I'm looking at replacing the hardware of one of my FreeBSD machines, and I've narrowed down the replacement hardware to one of two different motherboards.  Checking out the hardware on each, the board I would prefer (for reasons other than just the Ethernet) has a VT6130 Ethernet controller, while the other board has a RTL8111EVL (I think the same thing as a RTL8111E, as far as drivers are concerned).

Normally I'd jump at the change to avoid anything Realtek, but I've submitted a couple PRs for a VIA controller in the past.  Though the FreeBSD team has been amazing at fixing any driver issues, I noticed something interesting in the docs for vge(4).


> Jumbo frames are disabled on the VT6130/VT6132 controllers because the TX MAC will hang when trying to send a frame that is larger than 4K.



Doing a bit more digging, I found the commit message:


> Disable jumbo frame support for PCIe VT6130/VT6132 controllers.
> 
> Quite contrary to VT6130 datasheet which says it supports up to 8K jumbo frame, VT6130 does not seem to send jumbo frame that is larger than 4K in length. Trying to send a frame that is larger than 4K cause TX MAC hang.
> 
> Even though it's possible to allow 4K jumbo frame for VT6130, I think it's meaningless to allow 4K jumbo frame. I'm not sure VT6132 also has the same limitation but I guess it uses the same MAC of VT6130.



Which makes me wonder--how much of this is driver-related vs. hardware-related?  I have a hard time believing VIA never tested more than a 4K TX jumbo frame on Windows or Linux, so was this just a hasty commit by a dev?  Or is it really something wrong in the hardware itself?  I tried to hunt around for docs on the Linux driver, but they seem either nonexistent or extremely difficult to find.  Can anyone shed any light on the issue?

Thanks.

_Edit:_ Seems the Realtek controller has a few problems of its own.


----------



## wblock@ (Apr 1, 2012)

The Realteks are very common, and likely to be better supported.  Better yet is Intel Ethernet on a card.  It's a shame that only Intel seems to put them on the motherboard.


----------



## Orum (Apr 1, 2012)

Agreed.  If I had the option, I'd definitely opt for a board with an Intel controller, as this machine will be in a heavy network I/O role.  And you're right, I'm sure the Realtek are far more common than the VIA controllers, and thus likely to be better supported, so I may opt for them.

I was just hoping someone could confirm or deny that the problem exists on other OSes (I think VIA may provide the Linux drivers and I'm sure they provide them for Windows).

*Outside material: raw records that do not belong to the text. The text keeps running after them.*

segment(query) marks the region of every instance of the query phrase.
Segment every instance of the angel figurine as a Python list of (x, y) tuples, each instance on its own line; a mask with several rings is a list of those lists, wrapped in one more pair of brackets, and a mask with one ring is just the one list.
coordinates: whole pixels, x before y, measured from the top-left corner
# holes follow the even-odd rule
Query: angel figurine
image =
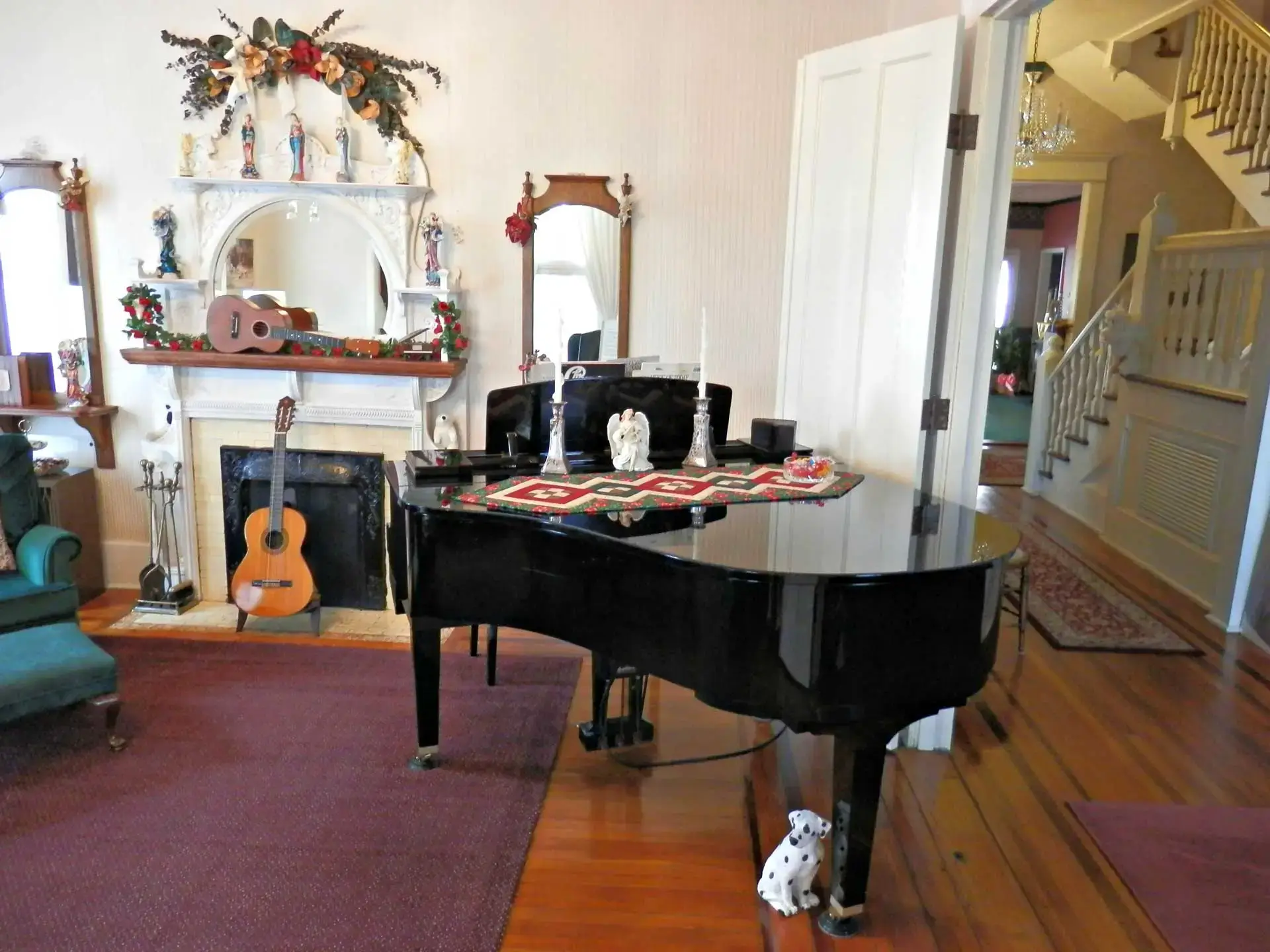
[(608, 448), (613, 454), (613, 468), (626, 472), (652, 470), (648, 461), (648, 418), (635, 410), (608, 418)]

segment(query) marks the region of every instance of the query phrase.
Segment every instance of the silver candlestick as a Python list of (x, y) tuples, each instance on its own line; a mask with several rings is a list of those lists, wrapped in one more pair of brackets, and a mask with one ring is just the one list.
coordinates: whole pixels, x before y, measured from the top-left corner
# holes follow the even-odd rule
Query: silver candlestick
[(693, 397), (693, 401), (697, 409), (692, 414), (692, 446), (683, 457), (683, 465), (702, 468), (718, 466), (719, 461), (714, 458), (711, 446), (714, 440), (710, 438), (710, 397)]
[(547, 458), (542, 461), (544, 476), (566, 476), (569, 456), (564, 451), (564, 400), (551, 401), (551, 438), (547, 442)]

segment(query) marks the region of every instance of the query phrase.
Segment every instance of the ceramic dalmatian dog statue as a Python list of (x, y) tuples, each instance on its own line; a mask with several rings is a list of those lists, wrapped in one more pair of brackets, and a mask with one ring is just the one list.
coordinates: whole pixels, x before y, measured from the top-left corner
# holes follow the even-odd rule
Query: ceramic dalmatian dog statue
[(820, 904), (820, 899), (812, 892), (812, 882), (824, 858), (820, 840), (829, 835), (829, 821), (810, 810), (790, 812), (790, 835), (767, 857), (758, 881), (758, 895), (772, 909), (794, 915), (799, 909)]

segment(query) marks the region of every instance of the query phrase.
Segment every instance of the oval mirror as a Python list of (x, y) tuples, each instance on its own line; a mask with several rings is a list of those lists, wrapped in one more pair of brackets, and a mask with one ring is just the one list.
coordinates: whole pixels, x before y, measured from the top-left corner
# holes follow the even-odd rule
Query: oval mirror
[(392, 319), (387, 272), (361, 222), (334, 202), (305, 197), (257, 209), (221, 249), (217, 294), (268, 294), (318, 315), (324, 334), (370, 338)]

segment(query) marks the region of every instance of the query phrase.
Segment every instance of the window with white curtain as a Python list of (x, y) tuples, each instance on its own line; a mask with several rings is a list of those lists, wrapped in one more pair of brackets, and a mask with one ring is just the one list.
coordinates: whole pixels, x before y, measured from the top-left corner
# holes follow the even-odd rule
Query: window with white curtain
[(1015, 292), (1019, 283), (1019, 256), (1006, 255), (997, 270), (996, 326), (1005, 327), (1015, 314)]

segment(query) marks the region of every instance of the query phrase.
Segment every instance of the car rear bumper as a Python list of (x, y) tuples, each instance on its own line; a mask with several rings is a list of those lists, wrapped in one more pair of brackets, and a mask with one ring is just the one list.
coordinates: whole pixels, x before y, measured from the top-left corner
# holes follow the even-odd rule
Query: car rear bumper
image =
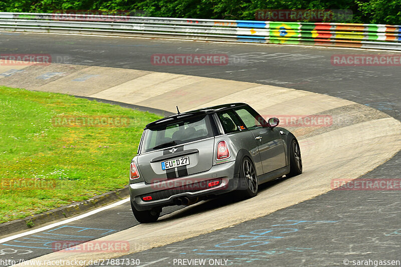
[[(237, 189), (238, 184), (238, 174), (234, 174), (235, 164), (235, 161), (222, 163), (205, 172), (157, 183), (130, 184), (131, 202), (137, 210), (145, 210), (174, 205), (177, 198), (194, 199), (228, 193)], [(218, 180), (219, 184), (209, 187), (210, 182)], [(152, 200), (144, 201), (142, 198), (148, 195)]]

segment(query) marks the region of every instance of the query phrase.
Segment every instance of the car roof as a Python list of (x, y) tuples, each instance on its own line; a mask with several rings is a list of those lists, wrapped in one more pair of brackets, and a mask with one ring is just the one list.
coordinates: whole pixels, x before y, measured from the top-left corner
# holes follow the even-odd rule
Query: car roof
[(206, 108), (202, 108), (194, 110), (190, 110), (185, 112), (172, 115), (167, 117), (165, 117), (157, 121), (147, 124), (145, 129), (151, 128), (152, 126), (155, 126), (161, 124), (163, 124), (164, 123), (168, 123), (170, 121), (174, 121), (177, 119), (184, 118), (185, 117), (193, 117), (194, 116), (201, 115), (203, 114), (207, 114), (208, 113), (214, 113), (218, 111), (222, 111), (226, 109), (230, 109), (233, 108), (242, 107), (244, 106), (248, 106), (247, 104), (245, 103), (233, 103), (230, 104), (225, 104), (224, 105), (219, 105), (218, 106), (213, 106), (213, 107), (208, 107)]

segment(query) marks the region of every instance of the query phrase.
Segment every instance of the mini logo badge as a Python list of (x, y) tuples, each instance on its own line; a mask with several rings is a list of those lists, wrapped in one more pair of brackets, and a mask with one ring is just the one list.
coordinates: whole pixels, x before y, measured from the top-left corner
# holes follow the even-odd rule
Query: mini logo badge
[(171, 153), (174, 153), (175, 151), (176, 151), (177, 150), (178, 150), (178, 148), (175, 148), (175, 147), (173, 147), (173, 148), (170, 149), (168, 151), (170, 151)]

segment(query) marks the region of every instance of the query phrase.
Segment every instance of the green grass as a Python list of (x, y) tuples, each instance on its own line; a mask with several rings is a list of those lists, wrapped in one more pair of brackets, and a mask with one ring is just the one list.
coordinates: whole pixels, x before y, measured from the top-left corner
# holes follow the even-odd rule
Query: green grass
[[(61, 116), (128, 117), (129, 122), (55, 125)], [(159, 118), (60, 94), (0, 87), (0, 223), (123, 187), (143, 127)]]

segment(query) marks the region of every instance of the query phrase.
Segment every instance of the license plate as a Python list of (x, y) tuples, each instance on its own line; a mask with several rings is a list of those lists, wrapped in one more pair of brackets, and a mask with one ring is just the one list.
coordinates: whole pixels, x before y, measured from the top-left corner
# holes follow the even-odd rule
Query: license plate
[(182, 157), (182, 158), (163, 161), (161, 162), (161, 169), (164, 170), (180, 166), (185, 166), (189, 164), (189, 157)]

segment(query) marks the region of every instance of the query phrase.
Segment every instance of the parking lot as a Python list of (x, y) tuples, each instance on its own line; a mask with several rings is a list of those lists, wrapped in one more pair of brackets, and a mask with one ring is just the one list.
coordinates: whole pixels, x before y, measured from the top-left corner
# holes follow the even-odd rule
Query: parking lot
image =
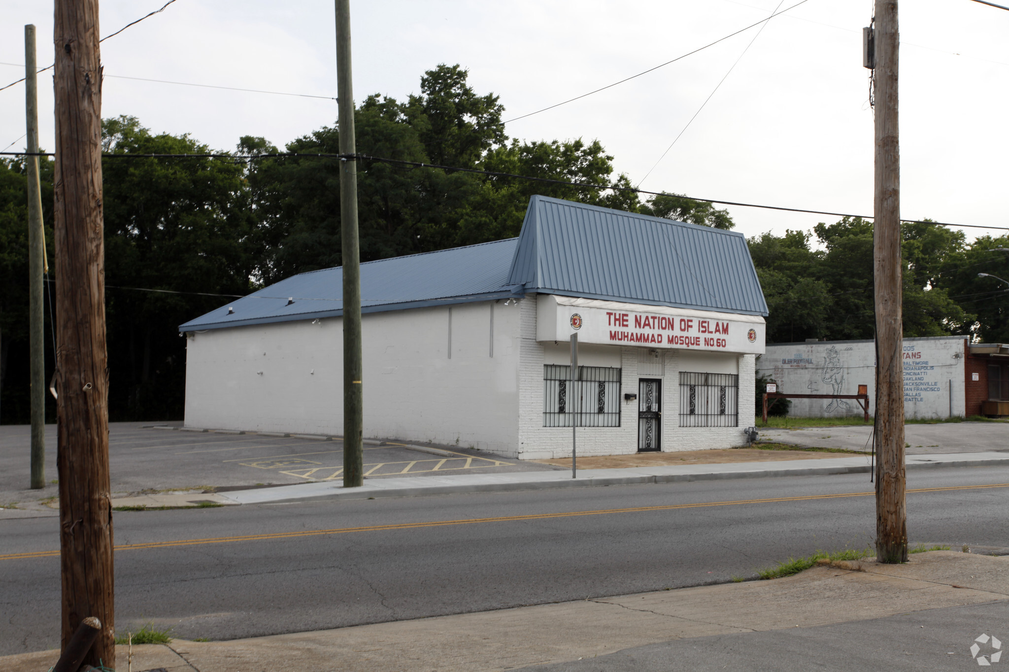
[[(55, 425), (46, 425), (45, 447), (45, 490), (27, 490), (29, 428), (0, 427), (0, 506), (55, 495), (49, 483), (57, 478)], [(399, 442), (365, 444), (365, 478), (561, 468), (454, 446), (417, 447), (431, 451)], [(235, 490), (343, 478), (339, 439), (155, 429), (139, 422), (112, 423), (109, 458), (113, 493)]]

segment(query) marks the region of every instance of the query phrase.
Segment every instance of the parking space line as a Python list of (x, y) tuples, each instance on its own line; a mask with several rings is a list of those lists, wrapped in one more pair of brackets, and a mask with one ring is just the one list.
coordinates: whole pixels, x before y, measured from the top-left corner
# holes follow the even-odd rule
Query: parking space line
[[(286, 445), (300, 445), (299, 443), (288, 443)], [(283, 446), (282, 446), (283, 447)], [(378, 448), (384, 448), (384, 445), (375, 446), (373, 448), (364, 448), (365, 450), (377, 450)], [(338, 448), (336, 450), (316, 450), (314, 452), (288, 452), (279, 455), (265, 455), (263, 457), (258, 457), (257, 459), (266, 459), (267, 457), (297, 457), (301, 455), (323, 455), (329, 452), (343, 452), (343, 448)], [(222, 459), (222, 462), (239, 462), (243, 459), (248, 459), (248, 457), (236, 457), (234, 459)]]
[[(189, 455), (189, 454), (200, 453), (200, 452), (224, 452), (226, 450), (242, 450), (244, 448), (262, 448), (262, 447), (284, 448), (284, 447), (287, 447), (289, 445), (304, 445), (304, 443), (302, 441), (297, 441), (295, 443), (281, 443), (278, 445), (268, 444), (268, 443), (264, 443), (262, 445), (235, 445), (235, 446), (232, 446), (230, 448), (212, 448), (210, 450), (185, 450), (183, 452), (177, 452), (176, 454), (177, 455)], [(239, 459), (248, 459), (248, 457), (240, 457)], [(227, 461), (234, 461), (234, 460), (227, 460)]]
[[(473, 463), (477, 460), (477, 463)], [(432, 462), (434, 462), (432, 464)], [(461, 462), (459, 466), (445, 466), (446, 462)], [(487, 462), (485, 464), (480, 462)], [(401, 467), (401, 464), (405, 466)], [(509, 462), (500, 461), (497, 459), (489, 459), (487, 457), (443, 457), (441, 459), (412, 459), (406, 461), (393, 461), (393, 462), (372, 462), (364, 464), (367, 471), (364, 472), (363, 476), (402, 476), (411, 474), (426, 474), (429, 472), (459, 472), (469, 468), (486, 468), (493, 466), (506, 466)], [(417, 468), (417, 465), (421, 465), (426, 468)], [(376, 474), (376, 472), (382, 471), (382, 467), (391, 467), (390, 471)], [(321, 471), (333, 469), (333, 473), (328, 477), (315, 478), (315, 475)], [(314, 468), (296, 468), (296, 469), (286, 469), (281, 472), (286, 476), (293, 476), (299, 479), (306, 479), (308, 481), (332, 481), (343, 474), (342, 466), (317, 466)]]

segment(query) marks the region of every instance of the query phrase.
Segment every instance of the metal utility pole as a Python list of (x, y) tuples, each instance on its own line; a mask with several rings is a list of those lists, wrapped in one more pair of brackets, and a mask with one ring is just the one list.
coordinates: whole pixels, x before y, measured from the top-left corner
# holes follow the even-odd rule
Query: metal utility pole
[(45, 231), (38, 178), (38, 79), (35, 66), (35, 26), (24, 26), (24, 119), (27, 126), (25, 168), (28, 173), (28, 348), (31, 400), (31, 488), (45, 487), (45, 341), (42, 313), (42, 273)]
[[(571, 478), (578, 478), (578, 467), (575, 464), (575, 460), (578, 457), (577, 450), (577, 437), (575, 432), (578, 430), (578, 415), (581, 412), (581, 386), (578, 385), (578, 380), (581, 376), (578, 375), (578, 334), (571, 334), (571, 390), (568, 391), (568, 403), (571, 404), (574, 411), (571, 413)], [(578, 405), (575, 406), (575, 390), (578, 390)]]
[(876, 0), (876, 557), (907, 561), (904, 472), (904, 366), (897, 136), (897, 0)]
[(82, 661), (115, 668), (102, 223), (98, 0), (55, 0), (57, 471), (63, 646), (87, 618)]
[(340, 232), (343, 258), (343, 487), (364, 484), (361, 439), (361, 271), (357, 240), (357, 153), (350, 69), (350, 0), (336, 0), (336, 88), (339, 111)]

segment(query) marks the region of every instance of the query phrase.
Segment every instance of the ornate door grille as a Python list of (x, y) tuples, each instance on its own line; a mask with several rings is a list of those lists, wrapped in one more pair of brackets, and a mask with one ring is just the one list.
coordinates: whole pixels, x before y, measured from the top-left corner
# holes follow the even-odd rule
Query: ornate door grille
[(659, 450), (662, 444), (662, 381), (638, 381), (638, 450)]

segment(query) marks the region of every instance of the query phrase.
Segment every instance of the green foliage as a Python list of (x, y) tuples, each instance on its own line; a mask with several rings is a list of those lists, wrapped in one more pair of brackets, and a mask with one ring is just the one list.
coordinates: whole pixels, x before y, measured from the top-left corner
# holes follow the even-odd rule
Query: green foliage
[(654, 195), (642, 206), (641, 212), (667, 220), (689, 222), (704, 227), (728, 230), (736, 226), (727, 210), (715, 210), (713, 204), (694, 200), (679, 193)]
[[(132, 633), (133, 644), (167, 644), (172, 641), (169, 633), (172, 629), (166, 630), (154, 630), (154, 624), (148, 623), (143, 628), (135, 633)], [(116, 637), (116, 644), (129, 644), (130, 643), (130, 633), (125, 635), (119, 635)]]
[[(758, 355), (758, 357), (760, 357)], [(761, 374), (757, 377), (757, 385), (755, 395), (756, 409), (755, 413), (757, 417), (764, 417), (764, 393), (767, 392), (767, 384), (776, 382), (769, 374)], [(791, 399), (776, 399), (774, 404), (771, 404), (771, 400), (768, 400), (767, 417), (770, 419), (773, 417), (783, 418), (788, 415), (788, 411), (792, 408)]]
[[(115, 154), (210, 150), (188, 135), (152, 134), (133, 117), (107, 119), (102, 130), (103, 148)], [(227, 300), (197, 292), (243, 295), (254, 288), (243, 166), (106, 158), (102, 171), (110, 416), (178, 417), (186, 342), (177, 327)]]
[(801, 558), (788, 558), (784, 562), (779, 562), (774, 567), (766, 567), (764, 569), (757, 570), (758, 575), (761, 578), (781, 578), (782, 576), (791, 576), (792, 574), (797, 574), (800, 571), (805, 571), (817, 563), (818, 560), (829, 560), (830, 562), (835, 562), (837, 560), (861, 560), (862, 558), (870, 557), (873, 555), (872, 549), (856, 549), (856, 548), (846, 548), (843, 551), (833, 551), (827, 553), (826, 551), (816, 551), (812, 555), (807, 555)]
[(943, 544), (933, 544), (931, 546), (925, 546), (924, 544), (917, 544), (915, 546), (911, 546), (910, 548), (908, 548), (907, 552), (927, 553), (928, 551), (947, 551), (947, 550), (949, 550), (949, 546), (945, 546)]
[[(770, 313), (768, 342), (873, 339), (872, 223), (846, 217), (831, 225), (820, 223), (813, 231), (818, 249), (813, 248), (810, 234), (796, 231), (781, 237), (765, 233), (749, 241)], [(958, 284), (949, 269), (970, 265), (967, 258), (985, 243), (968, 246), (962, 232), (928, 224), (905, 224), (902, 236), (904, 335), (949, 335), (982, 328), (975, 322), (980, 311), (956, 300), (959, 291), (978, 285), (964, 278)], [(976, 272), (973, 276), (977, 279)], [(984, 320), (985, 324), (1009, 317), (1004, 308), (991, 312), (994, 319)], [(988, 333), (1001, 333), (987, 328)]]

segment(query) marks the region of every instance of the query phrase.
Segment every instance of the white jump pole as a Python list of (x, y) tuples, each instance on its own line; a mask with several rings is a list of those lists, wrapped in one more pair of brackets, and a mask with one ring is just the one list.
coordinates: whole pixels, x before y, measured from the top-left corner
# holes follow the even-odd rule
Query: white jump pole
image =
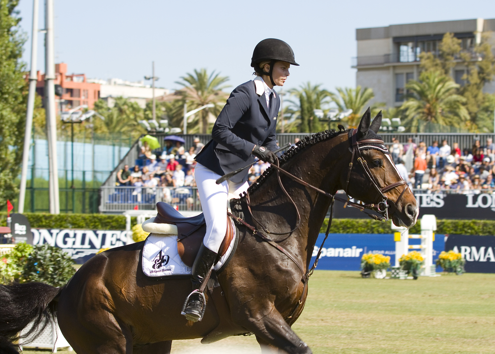
[[(396, 226), (392, 223), (391, 228), (396, 230), (394, 234), (396, 242), (395, 266), (399, 266), (399, 258), (407, 254), (409, 250), (419, 249), (425, 260), (425, 266), (421, 271), (421, 275), (431, 276), (433, 275), (433, 241), (437, 230), (437, 218), (434, 215), (424, 215), (421, 218), (421, 235), (409, 235), (409, 230), (402, 226)], [(420, 239), (421, 245), (409, 245), (409, 239)]]

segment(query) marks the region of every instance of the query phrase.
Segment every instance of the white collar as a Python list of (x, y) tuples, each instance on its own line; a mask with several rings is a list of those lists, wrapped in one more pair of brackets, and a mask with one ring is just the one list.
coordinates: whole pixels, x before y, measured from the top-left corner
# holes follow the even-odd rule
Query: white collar
[(261, 96), (264, 92), (265, 96), (266, 96), (266, 100), (268, 101), (270, 98), (270, 94), (273, 92), (273, 97), (277, 97), (275, 91), (268, 87), (268, 85), (266, 84), (261, 76), (256, 76), (254, 78), (254, 85), (256, 87), (256, 94), (258, 96)]

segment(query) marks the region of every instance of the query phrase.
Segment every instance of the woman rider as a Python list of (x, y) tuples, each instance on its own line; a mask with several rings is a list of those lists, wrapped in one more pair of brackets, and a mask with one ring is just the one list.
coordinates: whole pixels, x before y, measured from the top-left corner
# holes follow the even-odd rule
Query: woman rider
[(223, 175), (253, 163), (254, 157), (274, 163), (278, 148), (275, 136), (280, 99), (274, 86), (283, 86), (294, 52), (283, 41), (269, 38), (254, 48), (251, 66), (257, 76), (237, 87), (227, 101), (211, 132), (212, 139), (197, 156), (195, 179), (206, 223), (206, 231), (193, 265), (191, 280), (195, 291), (184, 310), (186, 318), (201, 319), (203, 303), (198, 289), (217, 258), (227, 230), (229, 196), (247, 190), (246, 169), (222, 183)]

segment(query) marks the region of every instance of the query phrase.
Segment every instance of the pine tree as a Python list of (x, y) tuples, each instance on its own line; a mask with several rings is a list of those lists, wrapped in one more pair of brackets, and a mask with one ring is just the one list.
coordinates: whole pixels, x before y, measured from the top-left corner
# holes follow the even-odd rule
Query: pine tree
[(24, 36), (15, 7), (18, 0), (0, 0), (0, 205), (18, 192), (15, 178), (22, 160), (27, 102)]

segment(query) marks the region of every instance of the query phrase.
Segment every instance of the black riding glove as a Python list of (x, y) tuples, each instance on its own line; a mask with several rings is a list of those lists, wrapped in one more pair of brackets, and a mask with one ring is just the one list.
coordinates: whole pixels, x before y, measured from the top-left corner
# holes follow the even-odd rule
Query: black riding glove
[(264, 146), (255, 146), (253, 149), (252, 154), (265, 162), (275, 163), (277, 161), (277, 155)]

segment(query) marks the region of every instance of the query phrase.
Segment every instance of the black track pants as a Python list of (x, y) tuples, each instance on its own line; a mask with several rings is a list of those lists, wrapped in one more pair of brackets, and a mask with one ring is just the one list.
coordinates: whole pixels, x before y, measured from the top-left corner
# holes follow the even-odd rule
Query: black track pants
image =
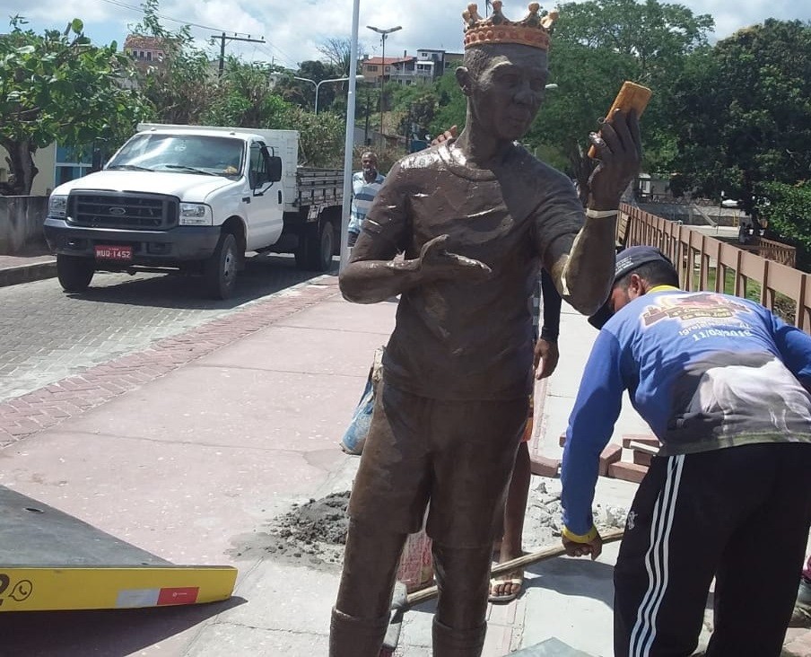
[(688, 657), (715, 585), (707, 657), (777, 657), (811, 523), (811, 444), (660, 457), (615, 569), (615, 657)]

_Edit:_ Actually, after quite a bit more digging, I did manage to find a board with 82574L NICs, so I think I'll just get that one.  I am still a little curious about the VT6130 though...


----------



## yongari@ (Apr 12, 2012)

VIA Velocity VT612x had no problems on supporting jumbo frame. On PCIe VT613x, it no longer supports 9K frame size.
As I mentioned in the commit mail I intentionally disabled it mainly due to severe hardware limitation and code complexity(jumbo frame on VT613x is *NOT* compatible with VT612x).  If Windows is able to use 9K jumbo frame on VT613x, there must be undocumented information that are not available to open source driver writers.

If you need really good performance on jumbo frame, consider buying server class controller. i82574L is *NOT* server class controller though.


----------